One of these is based on a handkerchief from a store called About Glamour. The owner goes to Japan like six times a year and brings everything back. He showed me this thinking I would love it.

What other New York stores do you love? 

The guy who owned Search & Destroy recently died, so now I have to go buy all the merch. I love Trash and Vaudeville and Patricia Field, and I like what the girls are doing at History Museum. I like James Veloria. I will make a point to go there a few times a year.

What are you when you’re shopping for yourself, what do you look for in your clothes?

I’ve had such a battle with clothing my entire life. There’s a big part of me that just wants to wear a uniform. Alo made this track suit just out of like cashmere. I bought seven of them, and I still wear them today. Then there’s parts of me that are very childlike [motions to her Anna Sui graphic tee]. And then a big influence of mine was Fran Drescher from The Nanny. I don’t buy contemporary clothing. I only buy older stuff.

I have a love-hate relationship with the RealReal. They kicked me out, actually, about a year and a half ago. They’re like, Miss Igol, you spent $130,000. I was like, “What? I don’t even come across $130,000.” But then the next line was like, “And you’ve returned $125,000.”

What are your most coveted items in your closet?
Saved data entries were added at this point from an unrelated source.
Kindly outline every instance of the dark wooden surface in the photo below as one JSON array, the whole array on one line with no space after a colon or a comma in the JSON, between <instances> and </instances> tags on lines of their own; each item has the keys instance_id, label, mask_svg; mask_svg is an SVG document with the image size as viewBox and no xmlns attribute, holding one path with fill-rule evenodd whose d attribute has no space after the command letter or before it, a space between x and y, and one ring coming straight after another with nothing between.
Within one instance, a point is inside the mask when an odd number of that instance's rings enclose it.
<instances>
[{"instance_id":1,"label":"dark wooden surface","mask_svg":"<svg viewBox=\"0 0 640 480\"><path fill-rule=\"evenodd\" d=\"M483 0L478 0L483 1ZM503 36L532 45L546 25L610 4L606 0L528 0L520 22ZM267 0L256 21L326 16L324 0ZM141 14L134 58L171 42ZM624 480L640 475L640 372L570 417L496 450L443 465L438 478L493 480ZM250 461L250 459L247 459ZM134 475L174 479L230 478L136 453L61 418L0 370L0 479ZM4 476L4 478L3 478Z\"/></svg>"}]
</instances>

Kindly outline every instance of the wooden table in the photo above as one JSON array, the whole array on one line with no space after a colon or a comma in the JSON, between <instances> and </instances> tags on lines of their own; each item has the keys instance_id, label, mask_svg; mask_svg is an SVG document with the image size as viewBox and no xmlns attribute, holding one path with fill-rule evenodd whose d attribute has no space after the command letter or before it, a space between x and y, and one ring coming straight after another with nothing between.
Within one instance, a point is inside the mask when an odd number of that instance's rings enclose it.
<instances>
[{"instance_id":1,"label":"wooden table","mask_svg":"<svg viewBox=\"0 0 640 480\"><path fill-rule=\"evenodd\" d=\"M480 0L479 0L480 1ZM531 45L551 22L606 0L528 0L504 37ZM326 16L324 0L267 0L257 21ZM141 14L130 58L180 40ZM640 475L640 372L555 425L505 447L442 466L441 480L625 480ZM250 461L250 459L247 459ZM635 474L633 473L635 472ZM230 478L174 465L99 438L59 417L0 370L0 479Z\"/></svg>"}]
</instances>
I have many different “sections” in my closet — I have lot of oversized black Yohji, Comme, and Miyake when I was in my “uniform era”; a large collection of tabis; a coveted section of ’90s Moschino, Oldham, Kamali, and Versace; my Fran Drescher obsession personified, miniskirts and tight blazers in animal print and bold colors. I love Dries Van Noten. I worked at a clothing store in Chicago called Blake, literally the most well-curated designer store I think in the U.S. They were the first to carry the entire line of Dries. So with my paycheck plus discount and money my parents would give me for books, I bought great pieces of early 2000s Dries. I also love “tits on toast” attire. So I buy Dolce bustiers and Gaultier bondage pieces when they fit me.